We describe the difference this way: some computers are “big-endian” (for example, older SPARC processors)
and put the most significant byte first, just like we do when writing decimal digits; other computers (like the nearly
ubiquitous x86 architecture) are “little-endian” and put the least significant byte first (where “first” means “at the byte
with the lower memory address”).
For an entertaining historical perspective on this issue, be sure to read Danny Cohen’s paper IEN-137, “On Holy
Wars and a Plea for Peace,” which introduced the words big-endian and little-endian in a parody of Jonathan Swift:
http://www.ietf.org/rfc/ien/ien137.txt.
Python makes it easy to see the difference between the two endians. Simply use the struct module, which
provides a variety of operations for converting data to and from popular binary formats. Here is the number 4253
represented first in a little-endian format and then in a big-endian order:
import struct
struct.pack('<i', 4253)
b'\x9d\x10\x00\x00'
struct.pack('>i', 4253)
b'\x00\x00\x10\x9d'
Here I used the struct formatting code 'i', which uses four bytes to store an integer, and this leaves the two upper
bytes zero for a small number like 4253. You can think of the struct endianness codes '<' and '>' for these two
orders as little arrows pointing toward the least significant end of a string of bytes, if that helps you to remember which
one to use. See the struct module documentation in the Standard Library for the full array of data formats that it
supports. It also supports an unpack() operation, which converts the binary data back to Python numbers.
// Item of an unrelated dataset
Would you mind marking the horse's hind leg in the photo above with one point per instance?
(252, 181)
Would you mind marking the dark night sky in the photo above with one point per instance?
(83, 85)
struct.unpack('>i', b'\x00\x00\x10\x9d')
(4253,)
If the big-endian format makes more sense to you intuitively, then you may be pleased to learn that it “won” the
contest of which endianness would become the standard for network data. Therefore, the struct module provides
another symbol, '!', which means the same thing as '>' in pack() and unpack() but says to other programmers
(and, of course, to yourself as you read the code later), “I am packing this data so that I can send it over the network.”